The reason for their cynicism is thousands of intractable Israeli settlers who occupy the West Bank of the Jordan River - lands Israel took in the 1967 Arab-Israeli War that Palestinians want back to form the basis of their independent state.
It will never happen, says former Jerusalem Deputy Mayor Meron Benveniste. "Prospects [for two states] are nil. The geopolitical condition that's been created in '67 is irreversible. Cannot be changed. You cannot unscramble that egg," says Benviniste. "[Settlers] will remain and flourish."
Dr. Mustafa Barghouti, former candidate for Palestinian president, agrees. "While my heart still wants to believe that the two-state solution is possible, my brain keeps telling me the opposite because of what I see in terms of the building of settlements," he tells Simon. "So, these settlers are destroying the potential peace for both people that would have been created if we had a two-state solution," he says.
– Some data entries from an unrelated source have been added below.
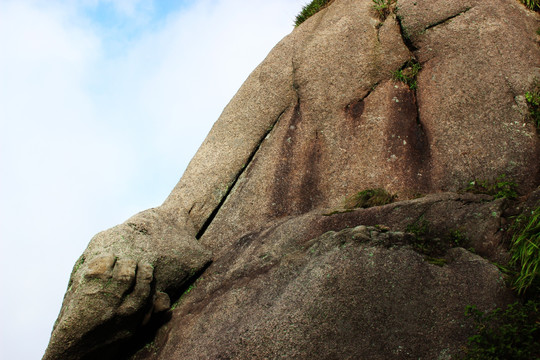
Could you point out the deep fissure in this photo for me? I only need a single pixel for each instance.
(238, 175)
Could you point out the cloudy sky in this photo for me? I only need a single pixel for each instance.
(102, 105)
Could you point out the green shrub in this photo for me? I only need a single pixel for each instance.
(533, 100)
(532, 4)
(309, 10)
(408, 73)
(368, 198)
(511, 333)
(525, 250)
(382, 7)
(498, 188)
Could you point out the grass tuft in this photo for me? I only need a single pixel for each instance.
(500, 188)
(369, 198)
(382, 7)
(532, 4)
(309, 10)
(533, 100)
(407, 74)
(525, 250)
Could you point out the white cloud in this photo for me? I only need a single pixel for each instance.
(95, 126)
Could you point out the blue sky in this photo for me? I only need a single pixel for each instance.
(102, 105)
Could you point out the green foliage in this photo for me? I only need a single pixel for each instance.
(457, 238)
(511, 333)
(382, 7)
(407, 74)
(498, 188)
(525, 250)
(309, 10)
(532, 4)
(419, 228)
(369, 198)
(533, 100)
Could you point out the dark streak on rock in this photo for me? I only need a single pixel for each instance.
(231, 186)
(281, 202)
(309, 197)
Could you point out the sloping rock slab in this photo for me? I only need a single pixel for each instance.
(362, 292)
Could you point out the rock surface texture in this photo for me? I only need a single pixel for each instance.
(257, 219)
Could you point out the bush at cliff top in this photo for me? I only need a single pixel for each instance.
(309, 10)
(532, 4)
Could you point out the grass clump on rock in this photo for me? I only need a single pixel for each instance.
(310, 9)
(383, 7)
(533, 100)
(499, 188)
(525, 251)
(407, 74)
(532, 4)
(368, 198)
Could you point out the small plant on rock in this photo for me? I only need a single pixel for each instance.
(525, 250)
(532, 4)
(500, 188)
(407, 74)
(533, 100)
(310, 9)
(382, 7)
(368, 198)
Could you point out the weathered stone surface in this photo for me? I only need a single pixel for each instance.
(354, 294)
(127, 273)
(295, 275)
(470, 90)
(302, 106)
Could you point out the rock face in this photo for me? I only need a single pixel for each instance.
(293, 275)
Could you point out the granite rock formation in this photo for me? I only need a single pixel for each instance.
(292, 273)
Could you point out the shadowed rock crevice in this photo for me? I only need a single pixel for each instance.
(258, 218)
(247, 164)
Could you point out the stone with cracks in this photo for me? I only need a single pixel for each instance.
(294, 274)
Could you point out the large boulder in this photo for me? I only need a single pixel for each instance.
(299, 290)
(323, 117)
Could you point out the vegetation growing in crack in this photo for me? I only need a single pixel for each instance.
(432, 245)
(310, 9)
(407, 74)
(383, 8)
(525, 252)
(511, 333)
(533, 101)
(532, 4)
(368, 198)
(498, 188)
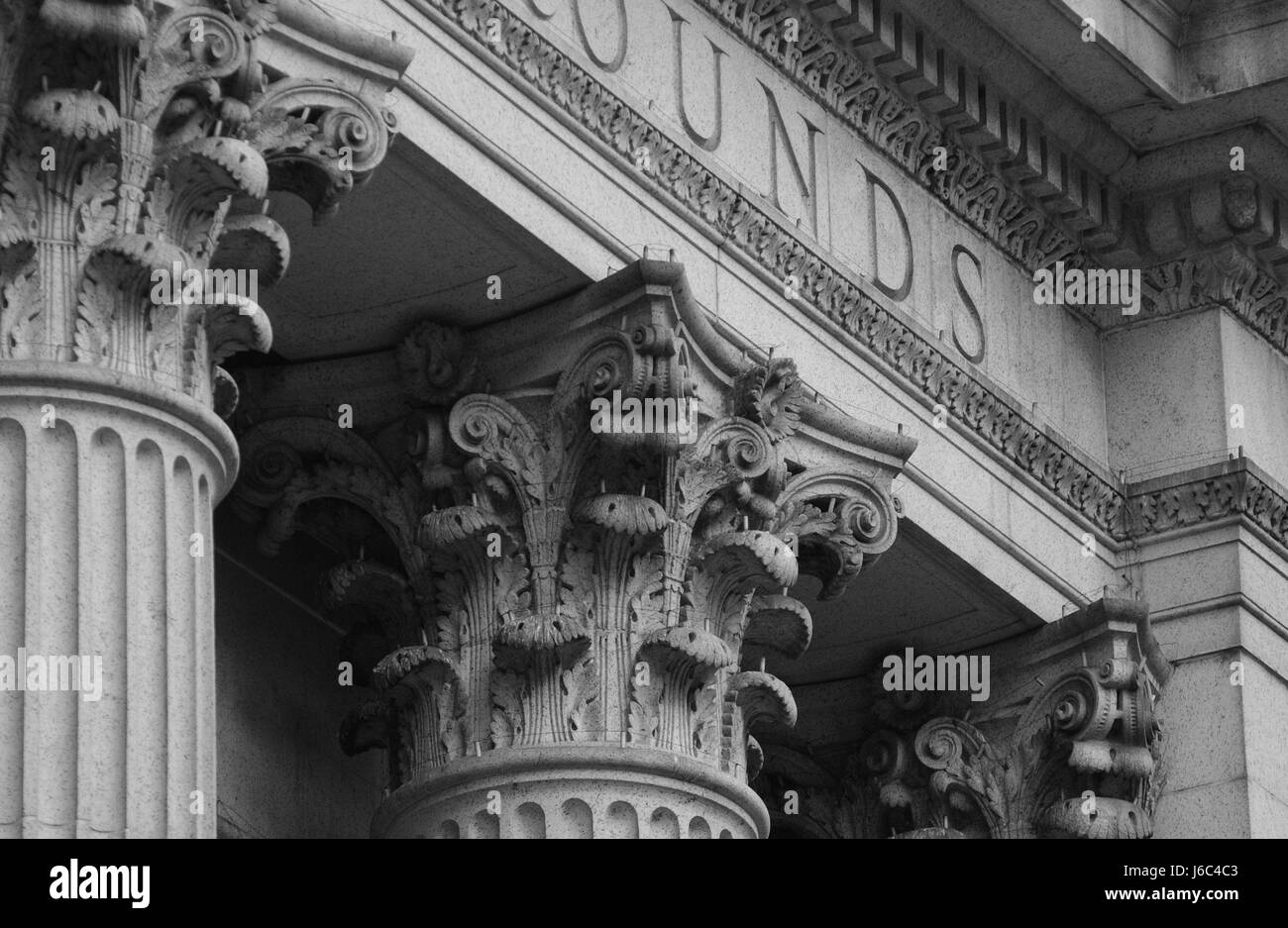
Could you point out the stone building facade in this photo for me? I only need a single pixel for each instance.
(692, 419)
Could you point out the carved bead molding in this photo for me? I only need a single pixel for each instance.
(1068, 746)
(138, 141)
(574, 585)
(879, 334)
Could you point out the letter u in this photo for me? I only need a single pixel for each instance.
(706, 143)
(605, 63)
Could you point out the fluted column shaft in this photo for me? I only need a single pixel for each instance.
(107, 484)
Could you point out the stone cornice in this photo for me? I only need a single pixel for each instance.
(912, 360)
(1006, 175)
(1019, 161)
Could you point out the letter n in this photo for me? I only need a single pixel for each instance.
(807, 188)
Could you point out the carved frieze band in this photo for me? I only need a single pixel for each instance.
(1229, 489)
(1024, 210)
(905, 353)
(138, 150)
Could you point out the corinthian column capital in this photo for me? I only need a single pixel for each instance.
(138, 147)
(1067, 744)
(600, 559)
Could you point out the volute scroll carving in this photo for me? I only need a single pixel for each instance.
(583, 580)
(137, 151)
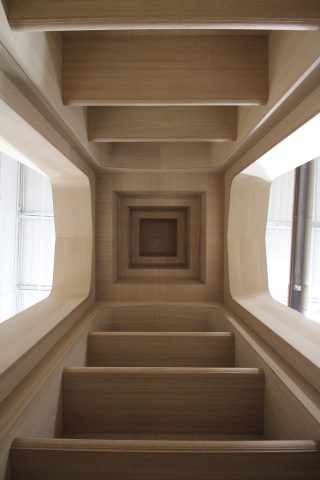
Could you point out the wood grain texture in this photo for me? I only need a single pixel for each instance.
(109, 187)
(163, 400)
(109, 69)
(122, 14)
(106, 349)
(141, 460)
(149, 124)
(130, 317)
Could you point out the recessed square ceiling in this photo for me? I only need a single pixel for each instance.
(158, 237)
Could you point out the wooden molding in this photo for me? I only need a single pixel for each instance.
(149, 124)
(121, 14)
(117, 69)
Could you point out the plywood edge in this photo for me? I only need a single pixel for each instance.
(228, 447)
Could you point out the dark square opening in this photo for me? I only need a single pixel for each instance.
(158, 237)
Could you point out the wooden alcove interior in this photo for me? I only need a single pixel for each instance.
(161, 112)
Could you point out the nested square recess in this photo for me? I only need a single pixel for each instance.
(158, 236)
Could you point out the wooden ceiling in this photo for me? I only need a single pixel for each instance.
(165, 71)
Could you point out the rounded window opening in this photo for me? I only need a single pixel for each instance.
(293, 239)
(27, 237)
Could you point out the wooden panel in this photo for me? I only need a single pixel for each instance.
(113, 69)
(160, 349)
(129, 124)
(163, 400)
(152, 319)
(141, 460)
(121, 14)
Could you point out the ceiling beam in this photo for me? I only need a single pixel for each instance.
(120, 69)
(154, 124)
(167, 14)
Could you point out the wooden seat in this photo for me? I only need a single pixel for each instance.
(53, 459)
(157, 349)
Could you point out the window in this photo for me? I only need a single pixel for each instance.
(27, 237)
(279, 235)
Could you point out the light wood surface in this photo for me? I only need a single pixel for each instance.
(139, 460)
(130, 124)
(160, 349)
(122, 14)
(162, 400)
(30, 138)
(110, 69)
(156, 286)
(246, 281)
(32, 61)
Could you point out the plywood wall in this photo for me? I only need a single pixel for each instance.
(211, 189)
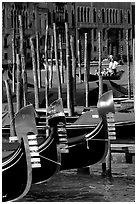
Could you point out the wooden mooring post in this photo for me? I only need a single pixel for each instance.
(73, 68)
(70, 104)
(128, 65)
(23, 63)
(61, 60)
(13, 60)
(18, 84)
(51, 63)
(79, 61)
(99, 66)
(10, 104)
(57, 64)
(46, 79)
(86, 72)
(35, 76)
If there was any hope at all, it was dashed last month when Israel invaded Gaza to end Hamas rocket attacks against Israeli cities, says Barghouti. Israel's offensive in Gaza killed over 1,000 Gazans, many of them civilians. "My heart is deeply broken, and I am very worried that what Israel has done has furthered us...from the possibility of two state solution," Barghouti tells Simon.
But Israel's Foreign Minister Tzipi Livni believes a two-state solution can still be achieved and that Israel will be able to get the settlers to leave the West Bank. "So this is the responsibility of the government and police to stop [settlers]. As simple as that. Israel is a state of law and order," she says.
But even when the government of Israel tries to stop new, illegal settling in the West Bank by demolishing the dwellings, they are met with defiance and sometimes violence. They must deal with deeply religious settlers who believe they are on a mission from God to preserve the Jewish State, like Daniella Weiss, whose house was demolished. "And we will rebuild it. The experience shows that the world belongs to those who are stubborn, and we are very stubborn," she tells Simon.